【コラム】
風と土のカルテ(76)

「政治と感染症」を描くユニークな1冊

色平 哲郎

 本を読む楽しさは「出合い」にある。新たな知見や掘り下げられた事実、どっしりと構築された思考体系に出合ったりすると、昂奮を覚える。

 コロナ禍に見舞われている現在、感染症に関する本も多数出版されているが、山岡淳一郎『ドキュメント感染症利権』(筑摩書房、2020)は、医療従事者の視野にはなかなか入らない「政治と感染症」の観点から描かれていたため手に取った。

 本書は、まず新型コロナウイルス感染症(COVID-19)の流行第1波の中、外資系製薬会社の治療薬が特例承認された背景などを政治と企業との関係などから説き、「利権」の形として問題提起する。そして、その構造を解き明かすために幕末・明治維新の西洋医学導入期まで遡り、東大-文部省閥と、内務省衛生局に集う精鋭との派閥争いが医療にどんな影響を及ぼしたかを記す。

 やがて軍部が感染症に目をつけ、陸軍軍医の石井四郎が率いた「七三一部隊」による人体実験、そしてハンセン病患者への国家的差別といった闇の絵巻がつづられる。知識として知ってはいたのだが、医療と政治のダイナミズムの中で語られると読み応えがある。

 びっくりしたのは、わが佐久総合病院の実質的ファウンダー、若月俊一名誉総長の若かりし頃の感染症との闘いが出てきたこと。感染症に伴う隔離は、一方で偏見、差別を招く。太平洋戦争が終わる頃、町外れの「避病舎」という掘っ立て小屋に隔離されていたジフテリアの子どもの容体が悪化し、夜中に病院に担ぎ込まれる。外科医の若月は、書物を頼りに喉の切開術を施す。症状は劇的に好転した。

 若月は、粗末な避病舎ではなく、病院の敷地に「伝染病棟」を併設し、患者を収容して治療しよう、と立ち上がる。ところが、地元からは疫病神を呼び込むようなものだと激しい反発が湧き起こる。

 一度は頓挫した。が、日本を間接統治していたGHQ(連合国軍最高司令官総司令部)の指令で伝染病棟の建設が可能となった。このあたりの記述は、若月の著書『村で病気とたたかう』(岩波書店、1971)を参考にして書かれているが、改めて感染症対策こそ戦後の医療政策の中心であったことを思い知らされた。久しぶりに元気な若月と再会したような、そんな感慨を抱いた。

●「新しい公共」を築けるか

 伝染病棟の完成から70年近く過ぎた。だが、感染者への差別はなくなっていない。長野県のある地域では、新型コロナの感染者が出た家に石が投げられ、ガラス窓が割られ、その一家はどこかへ引っ越していったという。2020年の今の話である。いくら情報化が進んでも人の心の闇は消えない。利権構造で医療がむしばまれるという、根底に横たわっているところも似ている。
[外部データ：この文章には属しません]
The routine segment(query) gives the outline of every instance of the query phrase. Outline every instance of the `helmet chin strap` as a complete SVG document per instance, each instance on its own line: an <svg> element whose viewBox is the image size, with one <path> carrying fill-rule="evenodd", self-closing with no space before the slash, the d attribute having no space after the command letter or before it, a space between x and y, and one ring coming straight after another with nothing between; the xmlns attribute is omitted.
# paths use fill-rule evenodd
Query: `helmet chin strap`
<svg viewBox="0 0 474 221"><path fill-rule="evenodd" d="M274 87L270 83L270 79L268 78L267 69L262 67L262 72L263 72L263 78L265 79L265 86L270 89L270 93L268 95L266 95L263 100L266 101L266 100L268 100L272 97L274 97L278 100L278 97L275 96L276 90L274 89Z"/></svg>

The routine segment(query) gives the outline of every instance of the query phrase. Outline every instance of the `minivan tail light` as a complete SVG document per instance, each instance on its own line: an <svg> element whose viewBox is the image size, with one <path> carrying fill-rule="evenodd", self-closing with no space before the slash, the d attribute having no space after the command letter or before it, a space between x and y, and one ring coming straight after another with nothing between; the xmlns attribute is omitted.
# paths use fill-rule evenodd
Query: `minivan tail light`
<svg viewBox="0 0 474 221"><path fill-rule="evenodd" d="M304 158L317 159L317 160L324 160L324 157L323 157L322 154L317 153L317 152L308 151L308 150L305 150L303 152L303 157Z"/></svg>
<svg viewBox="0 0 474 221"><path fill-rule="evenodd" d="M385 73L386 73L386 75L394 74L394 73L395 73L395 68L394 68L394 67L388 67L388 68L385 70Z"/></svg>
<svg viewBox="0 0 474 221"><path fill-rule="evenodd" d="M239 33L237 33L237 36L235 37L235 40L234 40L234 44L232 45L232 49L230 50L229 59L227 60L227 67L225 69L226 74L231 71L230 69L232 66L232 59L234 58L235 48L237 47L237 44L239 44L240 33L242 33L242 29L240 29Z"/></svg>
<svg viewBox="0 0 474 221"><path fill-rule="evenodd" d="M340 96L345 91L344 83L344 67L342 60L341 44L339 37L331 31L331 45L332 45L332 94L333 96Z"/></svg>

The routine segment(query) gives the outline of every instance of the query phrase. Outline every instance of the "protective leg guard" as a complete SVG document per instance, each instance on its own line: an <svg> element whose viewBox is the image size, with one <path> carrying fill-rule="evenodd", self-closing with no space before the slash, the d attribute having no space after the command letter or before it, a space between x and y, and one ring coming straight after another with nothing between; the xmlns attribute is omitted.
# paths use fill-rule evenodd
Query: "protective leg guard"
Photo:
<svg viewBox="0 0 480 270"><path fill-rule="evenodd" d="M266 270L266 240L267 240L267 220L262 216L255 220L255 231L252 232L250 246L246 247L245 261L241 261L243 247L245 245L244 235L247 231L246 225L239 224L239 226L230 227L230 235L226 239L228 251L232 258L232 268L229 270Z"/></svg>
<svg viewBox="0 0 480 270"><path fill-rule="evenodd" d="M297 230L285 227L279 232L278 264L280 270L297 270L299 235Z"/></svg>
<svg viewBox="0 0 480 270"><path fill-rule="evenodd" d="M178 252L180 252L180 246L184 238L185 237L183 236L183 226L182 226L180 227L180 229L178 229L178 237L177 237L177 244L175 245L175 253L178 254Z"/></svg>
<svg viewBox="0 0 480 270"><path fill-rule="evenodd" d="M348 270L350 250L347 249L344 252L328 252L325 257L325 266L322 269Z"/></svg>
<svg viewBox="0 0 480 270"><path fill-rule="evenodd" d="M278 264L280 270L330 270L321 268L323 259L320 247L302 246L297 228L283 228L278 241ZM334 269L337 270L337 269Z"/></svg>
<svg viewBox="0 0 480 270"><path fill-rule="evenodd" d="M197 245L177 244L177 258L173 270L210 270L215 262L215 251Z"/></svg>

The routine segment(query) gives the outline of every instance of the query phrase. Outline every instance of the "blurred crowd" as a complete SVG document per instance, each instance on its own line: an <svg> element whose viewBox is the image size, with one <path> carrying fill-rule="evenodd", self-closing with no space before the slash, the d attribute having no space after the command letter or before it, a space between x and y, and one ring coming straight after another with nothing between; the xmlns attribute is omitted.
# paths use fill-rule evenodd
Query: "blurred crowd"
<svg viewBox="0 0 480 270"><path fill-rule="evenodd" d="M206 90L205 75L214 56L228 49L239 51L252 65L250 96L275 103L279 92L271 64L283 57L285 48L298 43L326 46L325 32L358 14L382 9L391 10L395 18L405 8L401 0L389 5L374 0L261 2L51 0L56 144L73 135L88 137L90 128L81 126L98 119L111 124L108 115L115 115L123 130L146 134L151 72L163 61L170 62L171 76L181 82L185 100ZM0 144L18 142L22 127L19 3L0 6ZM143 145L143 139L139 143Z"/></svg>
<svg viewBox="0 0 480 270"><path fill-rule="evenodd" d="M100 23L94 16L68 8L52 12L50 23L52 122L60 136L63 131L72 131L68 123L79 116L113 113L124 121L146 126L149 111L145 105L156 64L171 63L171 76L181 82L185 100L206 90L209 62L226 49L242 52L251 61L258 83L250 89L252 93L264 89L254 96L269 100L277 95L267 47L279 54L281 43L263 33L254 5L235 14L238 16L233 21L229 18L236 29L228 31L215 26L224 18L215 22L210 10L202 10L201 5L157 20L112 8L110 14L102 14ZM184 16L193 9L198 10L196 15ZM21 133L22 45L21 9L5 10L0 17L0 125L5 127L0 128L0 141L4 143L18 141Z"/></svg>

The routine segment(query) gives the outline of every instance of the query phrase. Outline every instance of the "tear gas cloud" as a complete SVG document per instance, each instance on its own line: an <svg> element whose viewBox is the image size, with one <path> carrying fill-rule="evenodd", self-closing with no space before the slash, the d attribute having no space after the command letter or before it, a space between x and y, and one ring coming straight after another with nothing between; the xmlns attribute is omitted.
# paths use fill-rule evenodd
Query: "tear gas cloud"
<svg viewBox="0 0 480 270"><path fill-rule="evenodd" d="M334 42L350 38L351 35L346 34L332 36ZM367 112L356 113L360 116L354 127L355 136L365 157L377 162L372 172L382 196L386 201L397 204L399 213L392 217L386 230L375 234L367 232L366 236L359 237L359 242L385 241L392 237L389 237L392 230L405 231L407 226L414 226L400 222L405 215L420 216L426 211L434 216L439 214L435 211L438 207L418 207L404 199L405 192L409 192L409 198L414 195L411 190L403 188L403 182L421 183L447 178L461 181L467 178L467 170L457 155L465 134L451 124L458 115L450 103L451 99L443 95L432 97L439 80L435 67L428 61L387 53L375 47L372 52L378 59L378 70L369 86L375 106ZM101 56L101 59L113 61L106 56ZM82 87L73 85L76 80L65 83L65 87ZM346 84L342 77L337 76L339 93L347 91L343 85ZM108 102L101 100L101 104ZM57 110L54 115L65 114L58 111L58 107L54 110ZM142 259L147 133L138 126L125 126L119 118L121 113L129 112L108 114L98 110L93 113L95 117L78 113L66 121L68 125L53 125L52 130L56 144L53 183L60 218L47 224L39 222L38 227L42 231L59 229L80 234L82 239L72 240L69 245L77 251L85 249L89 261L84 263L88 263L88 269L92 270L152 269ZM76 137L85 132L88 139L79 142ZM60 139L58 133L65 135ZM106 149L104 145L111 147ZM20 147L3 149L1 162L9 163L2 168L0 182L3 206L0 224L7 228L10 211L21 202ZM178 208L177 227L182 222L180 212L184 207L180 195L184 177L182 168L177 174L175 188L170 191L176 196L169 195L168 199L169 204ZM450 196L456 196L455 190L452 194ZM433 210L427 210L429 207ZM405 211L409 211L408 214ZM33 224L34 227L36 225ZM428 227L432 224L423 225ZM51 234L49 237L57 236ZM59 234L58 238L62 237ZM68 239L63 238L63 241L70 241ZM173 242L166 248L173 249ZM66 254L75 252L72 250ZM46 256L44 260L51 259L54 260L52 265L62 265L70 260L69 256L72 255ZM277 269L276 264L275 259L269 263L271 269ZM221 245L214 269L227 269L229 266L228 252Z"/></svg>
 『ドキュメント感染症利権』の著者の山岡は、「七三一部隊」で医師を人体実験に向かわせた要因をこう記す。

 「医師が『ヒポクラステスの誓い(能力と判断のおよぶ限り患者の利益を考え、危害を加えたり、不正を行ったりは致しません)』の対極に立つかどうかは、戦時であれ平時であれ、紙一重だとわかる。七三一部隊の軍医や医学者の手を血に染めさせたものは、思いきって言えば『命令』と『探求競争』と『利得』であった」(同書125ページ)

 上司の指示、出世競争、組織の利害など、さまざまなものが蠢(うごめ)く。しかし、医療はそのような私的な欲望を超えた、人と人とが支え合う「公共」の領域に支えられている。ポストコロナ時代の新しい公共を築け、と本書は提起している。闇を描いて光を際立たせる筆法なのだろう。

 8月22日は若月忌。本書読了後、久方ぶりに『村で病気とたたかう』を再読した。

 (長野県佐久総合病院医師・『オルタ広場』編集委員)

※この記事は著者の許諾を得て『日経メディカル』2020年08月31日号から転載したものですが、文責は『オルタ広場』編集部にあります。